Dr. Stefan Grüll (FDP): Ich habe zwei Fragen, die sich zunächst an die LfR richten. Herr Dr. Brautmeier, es geht mir um § 82 Abs. 2, Satz 1. Was eigentlich verbleibt Ihnen - nimmt man diesen Satz ernst - nach diesem Satz 1 noch zur Verteilung, wenn man - wie es hier steht - die Ausgaben abzieht, die nach diesen gesetzlichen oder staatsvertraglichen Vorschriften aus den Einnahmen zu leisten sind?

Weil es Ihre Antwort im Sinne einer Verkürzung vielleicht erleichtert, möchte ich Ihnen meine Auffassung mit auf den Weg geben: Eigentlich bleibt Ihnen so gut wie nichts mehr übrig, was zur Verteilung anstünde. Aus politischer Betrachtung heraus würde mich das gar nicht in große Unruhe versetzen. Ich möchte aber Klarheit haben, ob es so ist, wie ich das gerade bewertet habe.

Dieser Satz 1 gilt nach Satz 2 nicht, wenn - jetzt kommt diese 25-Prozent-Passage - man es mit der Anmerkung versieht, dass die Staatssekretärin im Medienausschuss deutlich gemacht hat, dass der Gesetzestext und eben nicht die Begründung gilt. Würde Ihnen diese Erklärung das Maß an Flexibilität und Spielraum verschaffen, die 25 % - jetzt äußere ich einmal einen Wunsch - deutlich zugunsten von Medienkompetenzprojekten einzusetzen?

(Zuruf des Dr. Frank Freimuth [SPD])

- Das in Abgrenzung zu Bürgermedien und Bürgerfunk, lieber Herr Dr. Freimuth.

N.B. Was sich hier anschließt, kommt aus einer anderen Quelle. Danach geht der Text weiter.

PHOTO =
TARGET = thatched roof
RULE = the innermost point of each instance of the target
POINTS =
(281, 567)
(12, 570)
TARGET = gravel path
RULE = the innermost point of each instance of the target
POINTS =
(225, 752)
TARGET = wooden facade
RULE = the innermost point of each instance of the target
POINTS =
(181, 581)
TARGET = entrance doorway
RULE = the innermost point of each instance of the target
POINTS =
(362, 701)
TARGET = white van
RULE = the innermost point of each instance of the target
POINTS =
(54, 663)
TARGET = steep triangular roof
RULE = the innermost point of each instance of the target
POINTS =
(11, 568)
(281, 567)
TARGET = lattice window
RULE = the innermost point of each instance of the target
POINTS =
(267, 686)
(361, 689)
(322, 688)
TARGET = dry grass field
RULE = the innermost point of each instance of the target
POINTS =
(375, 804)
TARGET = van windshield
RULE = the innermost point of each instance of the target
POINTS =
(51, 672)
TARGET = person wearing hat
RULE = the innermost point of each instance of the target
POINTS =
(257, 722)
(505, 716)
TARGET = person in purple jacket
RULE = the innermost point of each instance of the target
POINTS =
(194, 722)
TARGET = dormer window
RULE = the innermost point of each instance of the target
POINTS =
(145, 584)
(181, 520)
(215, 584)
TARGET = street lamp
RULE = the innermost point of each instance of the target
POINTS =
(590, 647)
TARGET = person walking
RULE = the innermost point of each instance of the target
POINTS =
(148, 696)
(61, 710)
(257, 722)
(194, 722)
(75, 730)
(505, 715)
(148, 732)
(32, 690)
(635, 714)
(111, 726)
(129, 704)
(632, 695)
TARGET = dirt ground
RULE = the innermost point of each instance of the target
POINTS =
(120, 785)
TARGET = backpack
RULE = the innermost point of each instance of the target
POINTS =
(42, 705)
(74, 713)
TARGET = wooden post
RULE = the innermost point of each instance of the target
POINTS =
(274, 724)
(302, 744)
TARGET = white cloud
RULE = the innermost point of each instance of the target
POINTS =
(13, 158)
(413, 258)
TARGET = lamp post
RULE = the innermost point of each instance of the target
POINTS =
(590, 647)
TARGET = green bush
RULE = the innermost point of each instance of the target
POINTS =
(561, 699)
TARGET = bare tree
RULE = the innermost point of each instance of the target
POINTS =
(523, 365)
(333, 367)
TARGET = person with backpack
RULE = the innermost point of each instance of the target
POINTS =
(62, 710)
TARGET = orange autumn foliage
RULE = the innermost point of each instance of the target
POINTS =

Eine weitere Frage würde ich in der Hoffnung, dass es unsere positive Atmosphäre nicht belastet, gerne an Sie richten, liebe Frau Dr. Lendzian, an den Landesverband Bürgerfunk. Sie haben - ich will das ausdrücklich bestätigen und anerkennen - das hohe ehrenamtliche Engagement derer gewürdigt, die das Programm machen. Ich vermute, ich trete Ihnen zu nahe: Würden Sie mir widersprechen, wenn ich behaupte, dass zwischen dem anzuerkennenden ehrenamtlichen Engagement und der Akzeptanz bei denen, für die das Programm gemacht wird, nämlich den Hörerinnen und Hörern, eine gewisse Kluft besteht? Sollte ich mich irren, sollte die Akzeptanz also größer sein, als ich es unterstelle, wäre ich sehr dankbar, wenn ich das gelegentlich einmal belegt bekommen würde. Denn wenn es so wäre, würde ich mich dazu entschließen können, die Förderungshöhen anders zu bewerten, als ich es derzeit tue.

Insofern schließt sich der Kreis. Wenn die 25 % so eingesetzt werden können, wie ich den Gesetzestext verstehe, könnte die LfR mehr für die Medienkompetenzförderung tun und müsste deutlich weniger als bisher - den Spielraum haben Sie dann - dem Bürgerfunk zur Verfügung stellen.

Dr. Jürgen Brautmeier (Landesanstalt für Rundfunk Nordrhein-Westfalen): Ich habe zwischendurch versucht, deutlich zu machen, dass die 15-%-Regelung, die gegenwärtig im Gesetz steht, von uns von Anfang an hinterfragt worden ist. Wir geben für Bürgermedien mehr als 15 % aus, und zwar schon seit langer Zeit. Wenn wir die Medienkompetenzprojekte im weitesten Sinne hineinrechneten, wäre dies noch viel, viel mehr und ginge auch über die 25 % hinaus.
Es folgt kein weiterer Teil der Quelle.